Muchas de las obras que componen esta serie están construidas a partir de dos elementos diametralmente opuestos: culeros desechables usados y tierra de Cuba. El primero es construido por el hombre hecho con función de protección y material de resguardo, que conecta con la etapa infantil; por otro lado, la tierra, elemento natural arraigado a la naturaleza de todo hombre y de la que dependemos totalmente. Estos materiales son usados desde la experiencia artística y personal, en sólida y variada experimentación factual desde su uso pictórico, como soporte o matriz y toda la carga conceptual que estos contienen. La tierra remite a nuestras raíces, como elemento material y espiritual de donde nacemos y a donde vamos al final del viaje, pero siempre es contemplada con añoranza e incertidumbre. La muestra intenta modestamente aportar, desde el arte a la historia patria, algunos intrínsecos de lo que a todas voces fue secreto y a todas luces escondido. La experiencia personal y única de cumplir sus responsabilidades paternales desde el amor ha motivado la meditación cuestionadora sobre tales hechos. Su intento de apuntar el tema no puede ser desde otra mira que el arte mismo. En un país donde la emigración es un tema perpetuo y cercano a cada familia y la memoria tiene fragilidad infinita y atemporal, es un reto tratar de develar los secretos de un Nunca Jamás.

Este proyecto personal incluye como elemento de análisis y obra en sí misma, la experiencia de una artista Peter Pan nacida en Cuba que alcanzo nivel universal como Ana Mendieta. El gran legado trascendente y antropológico de su obra, y la escueta huella que su país (el nuestro) contiene de su historia, es parte de la exposición.

Todas las obras que integran esta curaduría exhuman elementos informativos sin intereses acusatorios. Es demasiado doloroso. Su enfoque intenta (y lo logra), con la riqueza de una factura plástica infalible y materiales diversos, demostrar la apoyatura conceptual de su tesis de creación.
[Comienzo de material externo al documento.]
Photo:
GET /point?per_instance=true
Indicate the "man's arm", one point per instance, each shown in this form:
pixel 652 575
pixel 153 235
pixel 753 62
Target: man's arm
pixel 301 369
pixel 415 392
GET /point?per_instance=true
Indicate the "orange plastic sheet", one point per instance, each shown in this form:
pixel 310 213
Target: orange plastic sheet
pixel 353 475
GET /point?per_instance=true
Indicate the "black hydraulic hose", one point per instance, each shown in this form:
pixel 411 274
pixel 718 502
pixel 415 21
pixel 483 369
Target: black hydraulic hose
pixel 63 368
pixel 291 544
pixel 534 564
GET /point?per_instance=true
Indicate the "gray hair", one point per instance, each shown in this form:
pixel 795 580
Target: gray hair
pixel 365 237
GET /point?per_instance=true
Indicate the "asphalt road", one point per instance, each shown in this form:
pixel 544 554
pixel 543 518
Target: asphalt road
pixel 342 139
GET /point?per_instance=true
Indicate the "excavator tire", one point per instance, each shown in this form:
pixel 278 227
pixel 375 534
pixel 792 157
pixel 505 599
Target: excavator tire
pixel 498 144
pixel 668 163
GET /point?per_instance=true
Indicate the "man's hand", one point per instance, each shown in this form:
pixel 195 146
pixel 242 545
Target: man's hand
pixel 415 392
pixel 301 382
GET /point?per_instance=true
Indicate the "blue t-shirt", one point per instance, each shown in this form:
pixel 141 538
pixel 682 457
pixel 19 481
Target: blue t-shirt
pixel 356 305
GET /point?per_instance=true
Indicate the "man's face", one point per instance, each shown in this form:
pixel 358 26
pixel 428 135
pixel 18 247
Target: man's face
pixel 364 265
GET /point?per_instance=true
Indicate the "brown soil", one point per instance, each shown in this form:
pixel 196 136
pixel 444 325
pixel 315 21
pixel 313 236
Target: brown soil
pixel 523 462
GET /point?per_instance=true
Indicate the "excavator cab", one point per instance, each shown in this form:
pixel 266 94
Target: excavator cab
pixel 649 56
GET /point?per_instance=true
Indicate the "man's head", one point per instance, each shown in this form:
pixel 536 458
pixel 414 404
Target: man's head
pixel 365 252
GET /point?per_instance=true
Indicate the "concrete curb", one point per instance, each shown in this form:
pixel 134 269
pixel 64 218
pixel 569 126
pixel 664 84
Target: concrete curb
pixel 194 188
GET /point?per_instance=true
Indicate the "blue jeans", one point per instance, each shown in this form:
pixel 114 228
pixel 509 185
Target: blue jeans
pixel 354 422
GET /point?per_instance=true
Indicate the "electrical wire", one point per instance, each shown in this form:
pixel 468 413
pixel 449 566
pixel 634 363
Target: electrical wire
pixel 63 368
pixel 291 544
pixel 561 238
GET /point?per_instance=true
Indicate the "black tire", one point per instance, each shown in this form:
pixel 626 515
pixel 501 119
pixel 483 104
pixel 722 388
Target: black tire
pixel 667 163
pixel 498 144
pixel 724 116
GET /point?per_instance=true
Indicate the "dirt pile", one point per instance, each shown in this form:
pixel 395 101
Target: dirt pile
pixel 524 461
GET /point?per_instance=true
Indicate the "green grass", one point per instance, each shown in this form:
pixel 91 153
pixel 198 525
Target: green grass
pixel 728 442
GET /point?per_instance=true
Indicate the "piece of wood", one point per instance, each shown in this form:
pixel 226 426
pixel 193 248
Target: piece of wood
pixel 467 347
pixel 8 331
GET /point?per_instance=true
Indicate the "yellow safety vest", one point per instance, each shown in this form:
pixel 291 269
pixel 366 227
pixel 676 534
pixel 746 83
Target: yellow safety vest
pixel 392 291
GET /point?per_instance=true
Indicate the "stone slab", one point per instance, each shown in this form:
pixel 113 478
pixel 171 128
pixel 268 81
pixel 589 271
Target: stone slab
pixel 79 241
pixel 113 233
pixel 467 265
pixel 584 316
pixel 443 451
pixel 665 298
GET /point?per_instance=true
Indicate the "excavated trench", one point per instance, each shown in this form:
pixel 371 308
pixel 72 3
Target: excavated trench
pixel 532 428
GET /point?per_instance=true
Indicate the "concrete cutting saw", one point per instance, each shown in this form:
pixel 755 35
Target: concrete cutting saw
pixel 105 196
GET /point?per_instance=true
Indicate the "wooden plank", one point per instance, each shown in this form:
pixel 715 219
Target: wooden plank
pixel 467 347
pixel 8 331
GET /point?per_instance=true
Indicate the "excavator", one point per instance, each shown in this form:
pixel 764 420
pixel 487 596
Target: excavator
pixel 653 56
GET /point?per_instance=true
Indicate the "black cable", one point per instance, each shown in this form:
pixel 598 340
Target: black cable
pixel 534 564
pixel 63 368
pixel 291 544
En total complementación con imágenes de archivo y documentos históricos reales todos provenientes del dominio público.

No es función del arte responder interrogantes, pero si tiene, cual mágica herramienta, la exquisita posibilidad de abrirlas ante todo aquel fenómeno escabroso, inconcluso o cuestionable que la vida aguijó en la historia humana, política y social. Es por eso que La Tierra del Nunca Jamás si existe, pero no es juez ni parte del fenómeno histórico que desmiembra. A estas alturas no es sano expiar culpas, ni juzgar de qué lado del Estrecho encontraremos el bien y el mal; es necesario un punto de encuentro potenciado por el valor artístico-histórico en cada obra. Incluyente para revertir los enfoques engañosos es este evento. Desde el papel que jugó la Iglesia en estos hechos, los padres que fueron protagonistas, y los más sufridos y marcados: los niños separados de sus padres, sus raíces y de todo lo que era su mundo y conocían. El desarraigo que trajo consigo ese cambio destemplado de idioma y cultura natal, la perdida de olores y colores (…) y los dolores ganados en el imaginario personal y cotidiano de sus protagonistas; le permiten a esta propuesta un uso y desuso de lenguaje como elemento de marcación en toda su amplitud. Es por ello que Neverland, Lesson of Cat for Here y Motherland, hacen del dialecto del arte, su uso intertextual y el cuestionamiento histórico, un punto remarcable de la búsqueda por La Tierra del Nunca Jamás.